Well, you probably didn't get on all fours and fumble around like a blind person. You probably squinted, searched, looked around and tried to find them. It's happened to me more than a few times and usually it's just a matter of, well, looking for them as I would any other object.

But in movies or TV shows usually it's like the person becomes blind and gropes around for them and, many times, they usually search right around the very glasses they're looking for until their hands actually touch them. You can't tell me any glasses wearing person wouldn't be able to see their glasses that are right in front of them until they make physical contact.

This, of course, may exclude octogenarians with pop-bottle thick glasses with 20/100 vision without them.
 
Another overused effect that's getting on my nerves is a camera trick I learnt in my first year of college on a media studies course yet some movies seem to treat it like it is the most amazing and hard to pull off technique in filmmaking!

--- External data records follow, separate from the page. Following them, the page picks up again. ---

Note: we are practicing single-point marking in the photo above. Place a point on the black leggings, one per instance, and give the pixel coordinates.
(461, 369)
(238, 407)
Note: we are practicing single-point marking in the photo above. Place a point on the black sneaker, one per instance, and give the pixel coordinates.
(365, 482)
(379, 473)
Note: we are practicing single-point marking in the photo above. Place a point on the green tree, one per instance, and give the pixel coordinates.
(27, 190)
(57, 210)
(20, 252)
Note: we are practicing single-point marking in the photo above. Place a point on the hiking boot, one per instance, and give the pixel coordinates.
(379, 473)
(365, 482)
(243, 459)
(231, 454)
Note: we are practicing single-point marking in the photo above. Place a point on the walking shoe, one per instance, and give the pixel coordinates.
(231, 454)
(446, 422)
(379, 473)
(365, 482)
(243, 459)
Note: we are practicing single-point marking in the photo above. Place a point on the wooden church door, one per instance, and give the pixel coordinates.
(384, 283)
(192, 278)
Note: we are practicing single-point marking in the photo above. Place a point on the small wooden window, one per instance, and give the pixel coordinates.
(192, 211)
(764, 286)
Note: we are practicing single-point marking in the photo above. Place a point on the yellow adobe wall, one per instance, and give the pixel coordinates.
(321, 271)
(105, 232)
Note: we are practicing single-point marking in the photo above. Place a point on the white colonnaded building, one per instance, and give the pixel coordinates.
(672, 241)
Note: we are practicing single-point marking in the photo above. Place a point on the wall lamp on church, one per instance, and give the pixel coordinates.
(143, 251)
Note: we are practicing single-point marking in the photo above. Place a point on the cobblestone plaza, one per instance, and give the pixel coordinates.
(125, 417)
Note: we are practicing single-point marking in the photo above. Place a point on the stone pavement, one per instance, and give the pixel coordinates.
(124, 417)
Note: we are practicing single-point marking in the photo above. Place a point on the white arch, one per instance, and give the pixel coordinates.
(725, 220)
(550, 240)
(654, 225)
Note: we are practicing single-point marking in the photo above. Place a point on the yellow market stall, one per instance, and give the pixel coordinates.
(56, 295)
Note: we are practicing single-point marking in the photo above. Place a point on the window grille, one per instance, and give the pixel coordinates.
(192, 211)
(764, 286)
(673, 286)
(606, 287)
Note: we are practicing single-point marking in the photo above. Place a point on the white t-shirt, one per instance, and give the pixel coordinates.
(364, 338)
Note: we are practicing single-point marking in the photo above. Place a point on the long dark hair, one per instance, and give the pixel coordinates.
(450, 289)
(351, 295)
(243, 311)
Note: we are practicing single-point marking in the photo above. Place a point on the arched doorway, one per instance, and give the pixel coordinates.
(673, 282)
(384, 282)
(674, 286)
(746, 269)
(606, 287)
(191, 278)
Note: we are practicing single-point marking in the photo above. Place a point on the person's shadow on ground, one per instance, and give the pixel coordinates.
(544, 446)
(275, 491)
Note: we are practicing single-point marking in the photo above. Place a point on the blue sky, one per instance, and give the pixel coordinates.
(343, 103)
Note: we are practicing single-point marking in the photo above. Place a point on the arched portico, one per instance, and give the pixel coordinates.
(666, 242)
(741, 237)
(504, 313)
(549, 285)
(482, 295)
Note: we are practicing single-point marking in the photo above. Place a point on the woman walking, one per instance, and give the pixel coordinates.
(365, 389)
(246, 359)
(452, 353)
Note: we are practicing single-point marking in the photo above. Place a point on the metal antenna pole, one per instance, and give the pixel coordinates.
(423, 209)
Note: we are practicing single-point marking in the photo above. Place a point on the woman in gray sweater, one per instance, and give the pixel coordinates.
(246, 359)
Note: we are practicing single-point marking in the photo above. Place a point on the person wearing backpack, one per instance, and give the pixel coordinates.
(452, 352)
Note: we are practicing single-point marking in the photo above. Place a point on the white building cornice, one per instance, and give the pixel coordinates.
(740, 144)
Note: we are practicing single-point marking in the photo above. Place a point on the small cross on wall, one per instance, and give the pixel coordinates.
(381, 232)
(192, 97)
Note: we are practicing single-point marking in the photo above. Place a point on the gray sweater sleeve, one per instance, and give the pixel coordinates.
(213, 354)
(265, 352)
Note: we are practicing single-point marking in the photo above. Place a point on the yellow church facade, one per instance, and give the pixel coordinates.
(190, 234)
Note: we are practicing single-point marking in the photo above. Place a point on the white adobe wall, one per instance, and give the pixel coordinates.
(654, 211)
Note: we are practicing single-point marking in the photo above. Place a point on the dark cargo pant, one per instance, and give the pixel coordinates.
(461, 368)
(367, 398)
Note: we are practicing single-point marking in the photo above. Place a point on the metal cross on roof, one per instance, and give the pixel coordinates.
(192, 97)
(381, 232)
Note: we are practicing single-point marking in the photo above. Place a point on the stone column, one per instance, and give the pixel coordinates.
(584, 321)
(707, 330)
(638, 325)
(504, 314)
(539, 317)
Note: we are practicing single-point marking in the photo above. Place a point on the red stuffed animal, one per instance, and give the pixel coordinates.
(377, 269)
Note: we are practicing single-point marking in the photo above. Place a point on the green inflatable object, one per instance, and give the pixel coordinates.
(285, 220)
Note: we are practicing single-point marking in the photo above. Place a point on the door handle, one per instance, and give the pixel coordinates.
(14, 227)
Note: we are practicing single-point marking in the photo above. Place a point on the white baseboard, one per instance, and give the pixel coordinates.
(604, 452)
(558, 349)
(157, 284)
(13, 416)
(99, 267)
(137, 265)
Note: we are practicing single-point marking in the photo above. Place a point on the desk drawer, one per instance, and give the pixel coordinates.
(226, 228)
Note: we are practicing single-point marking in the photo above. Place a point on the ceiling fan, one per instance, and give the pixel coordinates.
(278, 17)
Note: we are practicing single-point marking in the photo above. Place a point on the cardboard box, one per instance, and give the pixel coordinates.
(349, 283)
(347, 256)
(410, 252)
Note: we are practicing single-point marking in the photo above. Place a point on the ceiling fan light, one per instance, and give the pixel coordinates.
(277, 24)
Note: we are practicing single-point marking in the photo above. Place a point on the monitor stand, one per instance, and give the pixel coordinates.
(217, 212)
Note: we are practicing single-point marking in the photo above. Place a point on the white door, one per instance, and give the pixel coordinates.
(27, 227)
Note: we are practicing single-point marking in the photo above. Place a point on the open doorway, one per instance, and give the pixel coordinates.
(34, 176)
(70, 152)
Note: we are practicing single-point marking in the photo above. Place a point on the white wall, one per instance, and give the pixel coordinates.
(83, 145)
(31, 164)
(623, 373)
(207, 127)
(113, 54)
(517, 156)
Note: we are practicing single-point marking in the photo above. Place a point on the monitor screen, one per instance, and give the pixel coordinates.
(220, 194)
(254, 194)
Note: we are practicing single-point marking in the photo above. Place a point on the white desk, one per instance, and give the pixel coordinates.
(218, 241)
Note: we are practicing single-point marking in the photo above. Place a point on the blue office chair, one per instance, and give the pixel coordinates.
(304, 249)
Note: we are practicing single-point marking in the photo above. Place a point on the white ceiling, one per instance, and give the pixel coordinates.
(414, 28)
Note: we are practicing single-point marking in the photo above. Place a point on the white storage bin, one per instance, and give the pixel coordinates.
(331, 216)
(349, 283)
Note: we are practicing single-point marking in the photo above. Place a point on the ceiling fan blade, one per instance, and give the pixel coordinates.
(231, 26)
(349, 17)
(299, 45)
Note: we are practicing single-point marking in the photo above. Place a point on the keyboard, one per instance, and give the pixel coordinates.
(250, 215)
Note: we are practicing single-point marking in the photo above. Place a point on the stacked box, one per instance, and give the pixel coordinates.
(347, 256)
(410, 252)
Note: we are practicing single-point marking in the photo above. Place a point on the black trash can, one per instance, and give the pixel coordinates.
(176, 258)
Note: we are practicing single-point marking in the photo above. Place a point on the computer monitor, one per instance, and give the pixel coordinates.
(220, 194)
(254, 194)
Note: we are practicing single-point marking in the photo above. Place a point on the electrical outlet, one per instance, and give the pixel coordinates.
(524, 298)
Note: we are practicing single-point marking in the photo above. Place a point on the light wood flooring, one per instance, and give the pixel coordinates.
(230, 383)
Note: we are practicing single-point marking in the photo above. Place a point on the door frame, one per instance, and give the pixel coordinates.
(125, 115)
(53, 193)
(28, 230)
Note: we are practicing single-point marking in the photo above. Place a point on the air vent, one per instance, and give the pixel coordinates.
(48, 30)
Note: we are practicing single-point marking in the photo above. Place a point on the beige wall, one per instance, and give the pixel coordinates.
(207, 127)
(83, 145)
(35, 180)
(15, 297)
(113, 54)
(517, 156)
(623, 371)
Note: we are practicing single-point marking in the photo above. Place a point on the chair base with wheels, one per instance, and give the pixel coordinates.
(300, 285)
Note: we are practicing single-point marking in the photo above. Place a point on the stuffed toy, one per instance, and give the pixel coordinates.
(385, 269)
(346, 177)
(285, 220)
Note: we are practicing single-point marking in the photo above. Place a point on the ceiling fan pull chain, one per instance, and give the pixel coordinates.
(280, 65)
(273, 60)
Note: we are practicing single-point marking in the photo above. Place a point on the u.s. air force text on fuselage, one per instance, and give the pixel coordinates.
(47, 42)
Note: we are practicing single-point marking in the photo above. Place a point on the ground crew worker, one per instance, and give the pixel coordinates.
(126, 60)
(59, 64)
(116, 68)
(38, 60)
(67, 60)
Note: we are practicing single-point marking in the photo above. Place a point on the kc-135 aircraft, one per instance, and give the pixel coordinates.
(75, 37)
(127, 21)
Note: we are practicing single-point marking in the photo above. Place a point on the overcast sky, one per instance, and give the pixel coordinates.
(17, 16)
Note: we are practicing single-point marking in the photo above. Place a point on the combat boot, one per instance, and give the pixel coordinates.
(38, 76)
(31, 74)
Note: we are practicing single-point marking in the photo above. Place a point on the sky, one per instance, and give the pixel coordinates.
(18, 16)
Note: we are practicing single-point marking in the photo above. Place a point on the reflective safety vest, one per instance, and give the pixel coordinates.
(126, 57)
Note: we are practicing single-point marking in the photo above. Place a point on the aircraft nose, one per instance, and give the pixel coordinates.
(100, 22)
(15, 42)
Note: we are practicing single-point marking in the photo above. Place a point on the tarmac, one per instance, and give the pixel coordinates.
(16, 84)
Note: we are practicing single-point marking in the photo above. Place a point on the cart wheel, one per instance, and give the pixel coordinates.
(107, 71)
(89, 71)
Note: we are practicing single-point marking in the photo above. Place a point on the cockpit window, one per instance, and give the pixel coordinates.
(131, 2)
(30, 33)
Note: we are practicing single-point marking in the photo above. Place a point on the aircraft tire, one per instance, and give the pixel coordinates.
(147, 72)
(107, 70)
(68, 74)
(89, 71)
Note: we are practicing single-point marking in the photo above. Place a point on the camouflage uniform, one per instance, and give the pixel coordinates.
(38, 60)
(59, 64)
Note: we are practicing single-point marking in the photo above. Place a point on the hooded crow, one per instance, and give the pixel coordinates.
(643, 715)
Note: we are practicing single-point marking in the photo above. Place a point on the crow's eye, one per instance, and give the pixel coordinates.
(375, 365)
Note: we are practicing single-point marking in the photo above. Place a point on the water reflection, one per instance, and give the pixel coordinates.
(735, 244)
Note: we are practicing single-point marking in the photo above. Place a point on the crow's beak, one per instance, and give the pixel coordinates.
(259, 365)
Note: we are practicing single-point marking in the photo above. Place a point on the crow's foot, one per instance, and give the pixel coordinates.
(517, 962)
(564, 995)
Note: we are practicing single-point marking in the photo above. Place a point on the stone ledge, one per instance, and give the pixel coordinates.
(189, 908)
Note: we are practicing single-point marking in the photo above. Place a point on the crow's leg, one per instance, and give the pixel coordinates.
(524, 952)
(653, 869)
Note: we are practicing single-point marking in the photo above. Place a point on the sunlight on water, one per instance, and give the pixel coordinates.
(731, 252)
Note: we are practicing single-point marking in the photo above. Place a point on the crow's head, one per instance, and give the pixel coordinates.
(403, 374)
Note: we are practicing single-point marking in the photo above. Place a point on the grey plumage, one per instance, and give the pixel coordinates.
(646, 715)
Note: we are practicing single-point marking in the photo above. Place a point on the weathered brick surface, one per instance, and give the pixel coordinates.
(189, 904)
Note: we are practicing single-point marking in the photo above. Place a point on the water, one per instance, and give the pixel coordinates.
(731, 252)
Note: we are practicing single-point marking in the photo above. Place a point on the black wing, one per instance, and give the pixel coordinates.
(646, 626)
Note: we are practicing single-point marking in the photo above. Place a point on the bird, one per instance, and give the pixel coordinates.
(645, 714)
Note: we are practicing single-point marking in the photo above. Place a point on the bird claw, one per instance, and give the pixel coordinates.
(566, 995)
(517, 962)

I'm talking about when they zoom in while physically moving the camera away from its subject (or vice versa), usually to denote a "Eureka" moment.
I think the first time I ever saw it was in Scrubs but after that everywhere I looked, it was there.

I don't know its technical name or too many examples of it being used off the top of my head but hopefully my description is approaching adequate enough get some other people's brains firing as to what I'm referring to!:)

A dolly zoom. Sometimes called a Hitchcock zoom or Vertigo zoom, because Hitchcock used it to denote Jimmy Stewart's vertigo. It was fresh and unusual then. It was still cool when Spielberg used it in Jaws, but it probably has been overdone since then.